This all works because the writers are smart enough to show how something small can snowball, but also how something “small” often carries more weight than it appears. Duplass walks the fine line between charming and skeevy, adding just the right amount of pathos to the role so that, like Ji-Yoon, you can’t help but fall for his charm, even in the middle of a scolding. While the students at first parrot meaningless cancel culture phrases, as Bill digs his hole deeper, their logic forces him to even reconsider his own actions.
Ji-Yoon describes chairing the English department as “inheriting a ticking time bomb,” and yet that’s not all she’s juggling. At home, she’s got her father, who only speaks Korean. He makes a big deal about how he can’t communicate with her adopted Mexican daughter Ju-Ju, despite all three of them knowing English. Oh taps into the deep emotional well she honed during her time on “Grey’s Anatomy” as she struggles to connect with her fireball daughter and stubborn father. This blending of cultures pays off wonderfully in the episode “The Last Bus In Town” by writer Jennifer Kim.
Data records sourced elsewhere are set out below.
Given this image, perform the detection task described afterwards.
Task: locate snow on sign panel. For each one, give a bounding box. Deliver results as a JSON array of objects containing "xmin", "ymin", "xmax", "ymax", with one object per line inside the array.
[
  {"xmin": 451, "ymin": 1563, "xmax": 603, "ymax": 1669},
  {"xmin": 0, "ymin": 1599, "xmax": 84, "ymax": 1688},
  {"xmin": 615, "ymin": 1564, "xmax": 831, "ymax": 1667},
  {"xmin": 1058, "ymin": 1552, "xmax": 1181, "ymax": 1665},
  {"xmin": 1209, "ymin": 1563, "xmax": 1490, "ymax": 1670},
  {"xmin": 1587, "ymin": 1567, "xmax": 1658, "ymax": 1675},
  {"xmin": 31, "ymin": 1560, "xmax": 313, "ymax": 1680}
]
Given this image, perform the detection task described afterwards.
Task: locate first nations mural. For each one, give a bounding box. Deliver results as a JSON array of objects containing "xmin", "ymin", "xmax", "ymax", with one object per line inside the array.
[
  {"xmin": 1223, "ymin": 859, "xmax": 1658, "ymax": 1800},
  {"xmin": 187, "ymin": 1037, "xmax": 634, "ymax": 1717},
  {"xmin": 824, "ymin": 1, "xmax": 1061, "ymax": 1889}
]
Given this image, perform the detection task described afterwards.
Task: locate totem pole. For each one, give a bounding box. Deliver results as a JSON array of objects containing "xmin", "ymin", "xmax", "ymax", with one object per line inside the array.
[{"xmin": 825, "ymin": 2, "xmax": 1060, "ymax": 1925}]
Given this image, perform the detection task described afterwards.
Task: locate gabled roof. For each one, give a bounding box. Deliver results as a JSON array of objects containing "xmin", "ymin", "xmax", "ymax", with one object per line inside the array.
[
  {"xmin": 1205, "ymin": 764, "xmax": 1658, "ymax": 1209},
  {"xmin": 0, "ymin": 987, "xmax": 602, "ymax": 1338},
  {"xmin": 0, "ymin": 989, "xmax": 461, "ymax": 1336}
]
Like her duties as chair, it’s up to Oh to hold all these subplots together, and she does so with aplomb. There is never a wrong emotional beat or comical tick from the veteran actress. In the early episodes, it feels like we don’t get to know why Ji-Yoon told her daughter she wanted to read novels and poems as long as she could because we rarely see her doing just that. However, by the season’s end, it’s clear that is exactly the point.
Women of color often don’t get to just be. They’re expected to lead the charge for progress or to clean up everyone else’s messes. In the few glimpses, we do get of Ji-Yoon teaching, we see the joy beaming from Oh’s expressive face, and a light exudes from her entire body. This is her element and Oh perfectly, silently expresses the beguiling pleasure many of us only find between the pages of a good book.
Tightly written and expertly cast, “The Chair” deftly weaves absurdist comedy gold from what happens when a calling and a profession morphs into an industry where neither progress nor passion can blossom. [A]
“The Chair” debuts on Netflix on August 20.